Довольный собой, Саул тыкнул пальцем куда‑то в скопище рубак.
– Нир! – позвал он. – Поведешь уродов в бой. Сегодня ты асавул.
Чёрная масса таборян расступилась. Нир, сухой и узловатый, что старая рогатина, по привычке пригладил вислые усы.
– Ну и ну, барон. Уж думал, не попросишь, – ответил он равнодушно.
По толпе прошёл смех. Нира поздравляли, но тот оставался скуп на слова.
– Сталбыть, барон, не уважишь нас своим участием? – донеслось откуда‑то с краю. Это козье блеянье я бы узнал из тысячи.
– А что, Цирон, – фыркнул отец, – тебя на коленки посадить? Страшно без барона рубиться?
Цирон сплюнул в пальцы и вытер о брюхо. Он обрюзг и зарос, что медведь в спячку. Мало того, что головы не брил, так ещё и взбрыкивал напоказ. Из зависти он вскипал или ради авторитета, но барон его не трогал.

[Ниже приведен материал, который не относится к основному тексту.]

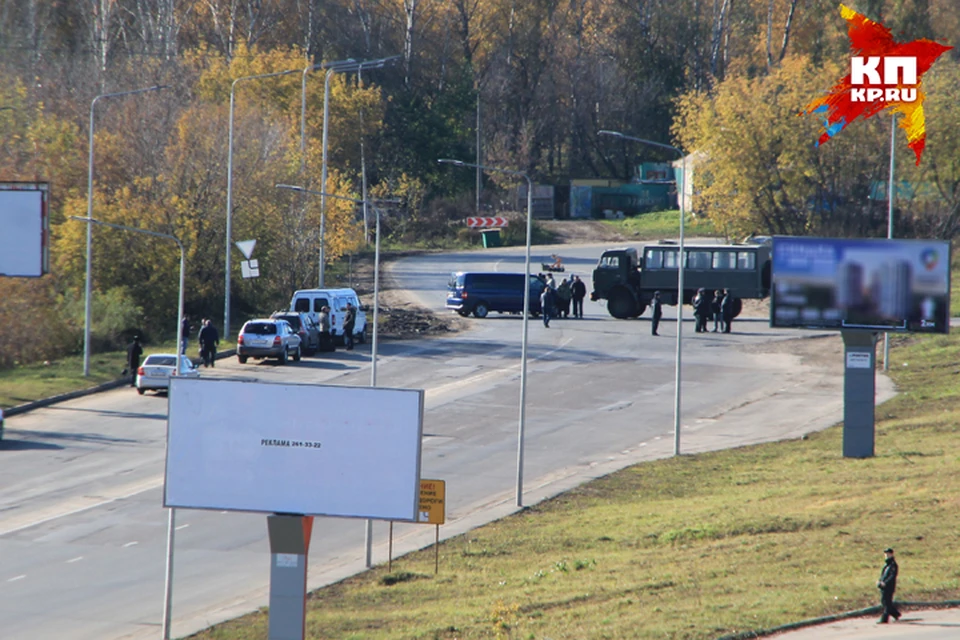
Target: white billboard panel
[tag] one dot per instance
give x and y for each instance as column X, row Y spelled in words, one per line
column 304, row 449
column 23, row 227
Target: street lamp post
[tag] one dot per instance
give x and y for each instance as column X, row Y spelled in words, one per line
column 171, row 516
column 681, row 197
column 526, row 313
column 87, row 284
column 334, row 67
column 226, row 297
column 890, row 192
column 368, row 535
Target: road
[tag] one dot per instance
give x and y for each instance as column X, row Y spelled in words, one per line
column 82, row 529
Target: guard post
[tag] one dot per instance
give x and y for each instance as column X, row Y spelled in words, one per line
column 859, row 393
column 289, row 544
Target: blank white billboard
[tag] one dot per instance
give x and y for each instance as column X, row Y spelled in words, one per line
column 22, row 231
column 303, row 449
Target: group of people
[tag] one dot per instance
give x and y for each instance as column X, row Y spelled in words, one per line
column 208, row 337
column 716, row 306
column 555, row 300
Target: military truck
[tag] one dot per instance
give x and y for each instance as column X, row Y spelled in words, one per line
column 627, row 280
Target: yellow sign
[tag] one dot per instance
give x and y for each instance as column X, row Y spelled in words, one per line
column 432, row 494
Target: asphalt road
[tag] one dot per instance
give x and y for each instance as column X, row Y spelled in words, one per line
column 83, row 532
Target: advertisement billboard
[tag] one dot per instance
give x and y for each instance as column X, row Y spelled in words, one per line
column 320, row 450
column 25, row 229
column 882, row 285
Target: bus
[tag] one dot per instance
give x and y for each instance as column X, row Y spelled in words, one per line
column 627, row 279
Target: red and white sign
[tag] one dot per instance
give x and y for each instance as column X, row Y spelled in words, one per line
column 489, row 223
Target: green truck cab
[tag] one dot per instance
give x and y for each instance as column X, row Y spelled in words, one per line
column 627, row 279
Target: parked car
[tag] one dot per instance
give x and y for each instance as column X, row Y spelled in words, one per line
column 310, row 301
column 306, row 328
column 481, row 293
column 268, row 338
column 157, row 368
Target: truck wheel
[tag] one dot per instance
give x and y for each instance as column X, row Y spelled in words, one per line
column 622, row 305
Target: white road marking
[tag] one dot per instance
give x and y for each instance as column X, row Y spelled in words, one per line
column 80, row 504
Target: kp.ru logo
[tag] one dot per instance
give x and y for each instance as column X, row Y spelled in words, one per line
column 884, row 74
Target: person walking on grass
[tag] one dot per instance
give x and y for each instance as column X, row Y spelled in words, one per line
column 209, row 339
column 888, row 585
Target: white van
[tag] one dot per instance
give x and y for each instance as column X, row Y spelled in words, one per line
column 310, row 301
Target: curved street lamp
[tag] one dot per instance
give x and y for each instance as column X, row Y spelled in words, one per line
column 87, row 285
column 334, row 67
column 226, row 297
column 681, row 197
column 171, row 517
column 526, row 311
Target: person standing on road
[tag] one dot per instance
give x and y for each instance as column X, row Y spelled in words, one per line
column 657, row 311
column 546, row 305
column 184, row 335
column 323, row 319
column 715, row 310
column 564, row 295
column 134, row 351
column 209, row 339
column 887, row 585
column 579, row 291
column 701, row 307
column 349, row 320
column 726, row 310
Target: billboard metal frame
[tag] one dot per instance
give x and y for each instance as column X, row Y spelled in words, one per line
column 42, row 266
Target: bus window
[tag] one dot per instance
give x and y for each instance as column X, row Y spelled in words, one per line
column 724, row 260
column 699, row 259
column 609, row 262
column 669, row 259
column 654, row 259
column 746, row 260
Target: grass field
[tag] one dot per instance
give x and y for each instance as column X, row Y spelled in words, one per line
column 694, row 546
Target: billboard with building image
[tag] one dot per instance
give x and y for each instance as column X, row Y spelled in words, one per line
column 873, row 284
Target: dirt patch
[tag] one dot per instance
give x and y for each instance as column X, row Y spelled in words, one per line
column 399, row 317
column 581, row 231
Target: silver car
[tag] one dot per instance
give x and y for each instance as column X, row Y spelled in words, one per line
column 268, row 338
column 157, row 368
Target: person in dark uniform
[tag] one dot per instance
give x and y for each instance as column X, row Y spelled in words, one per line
column 887, row 585
column 726, row 310
column 657, row 311
column 579, row 293
column 349, row 321
column 715, row 310
column 134, row 351
column 209, row 339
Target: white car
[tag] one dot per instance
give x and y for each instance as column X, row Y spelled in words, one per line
column 157, row 368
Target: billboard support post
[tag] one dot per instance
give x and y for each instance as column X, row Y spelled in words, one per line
column 289, row 545
column 859, row 393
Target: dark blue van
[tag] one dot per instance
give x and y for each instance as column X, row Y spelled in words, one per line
column 481, row 293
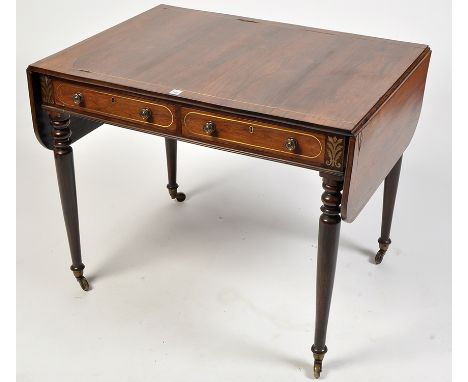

Ведь четверть всего табора приходилась Цирону роднёй.
– Я‑то знаю, где таборянину самое место, барон. Так‑то знаю! – прихрамывая, Цирон вышел вперёд. – В сече ему место, так‑то. А кто отсиживается на палубе, тот нежный становится. Как молочный южак, так‑то.
Толпа стала бурлить, зазвучала пёстрая брань. Цирон со злорадной усмешкой приложился к бурдюку.
Говорили, он кормил своего зобра дурман‑грибами, а потом пил его мочу. Так якобы проходила боль в увечном колене.